At Blackboard, we want to make educational data science accessible to those who are in a position to put its results into practice. It is therefore with great excitement that we announce the latest release of Analytics for Learn (A4L). With the addition of rubric support on the one hand, and more granular tool detail on the other, A4L has become more than an industry-leading LMS reporting environment. With the ability to correlate specific tool use to well-defined learning outcomes, A4L has become the first true learning analytics workbench for higher education.
The rough ability to discover patterns between student activity and grades is helpful as we seek to identify struggling students and support their successful progression through to earning a degree. For faculty and advisors this is very important information indeed, and its use in support of intensive advising practices has seen incredible results. But grades are a rather blunt instrument when it comes to understanding effective teaching practices. A final grade is only one small measure how much a student has learned, and how prepared that student is to master content in future courses.
Rubrics are powerful. They foster equity by promoting consistent grading practices. They are also formative pedagogical tools. They render grades meaningful by making areas of strength and weakness explicit for students. With Rubric support in A4L, faculty developers are in a better position to encourage the use of rubrics as a best practice among instructors. Institutional researchers can easily monitor and report on progress toward the achievement of broad institutional learning priorities. Curriculum designers can ensure that programs are achieving what they are designed to achieve. Advisors can more easily guide students to take advantage of the right academic support services. In short, with access to rubrics, we can finally start to bridge the divide between conversations about student progression and educational quality.
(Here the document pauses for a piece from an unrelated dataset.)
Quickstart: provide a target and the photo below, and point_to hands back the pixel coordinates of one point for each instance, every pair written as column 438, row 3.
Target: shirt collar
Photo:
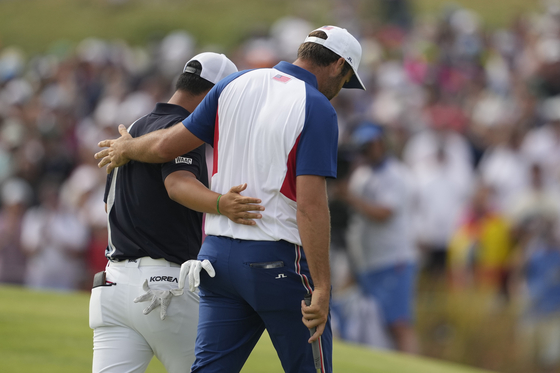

With the release of 4.3.5, we have also added more granular tool detail. What this means is that users have access, not just to activity information by tool type (i.e., content, tools, assessments), but also to information about how students and faculty are engaging with specific pieces of content, particular tools, and individual assessments. In addition to usage data about native features in Learn, A4L users now also have access to that same data for mobile interactions and third party tools, as well.
Early in my learning analytics journey, one of my projects involved trying to understand how specific tool use patterns correlated with course pass rates. In order to do this work, I had to manually query several transactional tables within Blackboard Learn and do extensive cleaning before I was even able to start analyzing the data. When all of this work was complete, however, I was able to make several really interesting observations about how the LMS was being used at my institution. I was able to determine that rates of Blackboard Learn utilization were far higher than anyone had originally thought. I was able to discover third-party tools in which we were investing a non-trivial amount of money, but that were only being used by a handful of faculty members. From the perspective of instructional design, I found that faculty who made use of internal course links saw pass rates that were on average 4 points higher than those who did not, and courses that made use of the grade center saw a nearly 2 point increase in pass rates compared to those that did not.
This kind of work is important for establishing edtech ROI, and incredibly helpful for instructional designers and faculty developers looking for evidence in support of assumptions about best practices. Until now, however, it has been a challenge to gain access to the kinds of granular data necessary to support and scale this work more broadly. With A4L 4.3.5, institutional researchers, deans, instructional designers, faculty developers, and researchers alike have easy access to valid data about the online teaching and learning experience, and I am incredibly excited to see what institutions are going to discover as a result.
With the addition of rubric data and granular tool detail to what was already the most comprehensive LMS data model available, we at Blackboard are excited to give practitioners access to information in a way that was previously only available to researchers. We are automating the data collection and cleaning process so that researchers and practitioners can easily get to the real work of analysis, sense-making, and action. With A4L 4.3.5, users have data that is at once more granular, and more meaningful thanks to rubric support. With this we are making educational data science more accessible to a broader population of expert practitioners, fueling discovery, encouraging learning analytics research, and scaling innovation.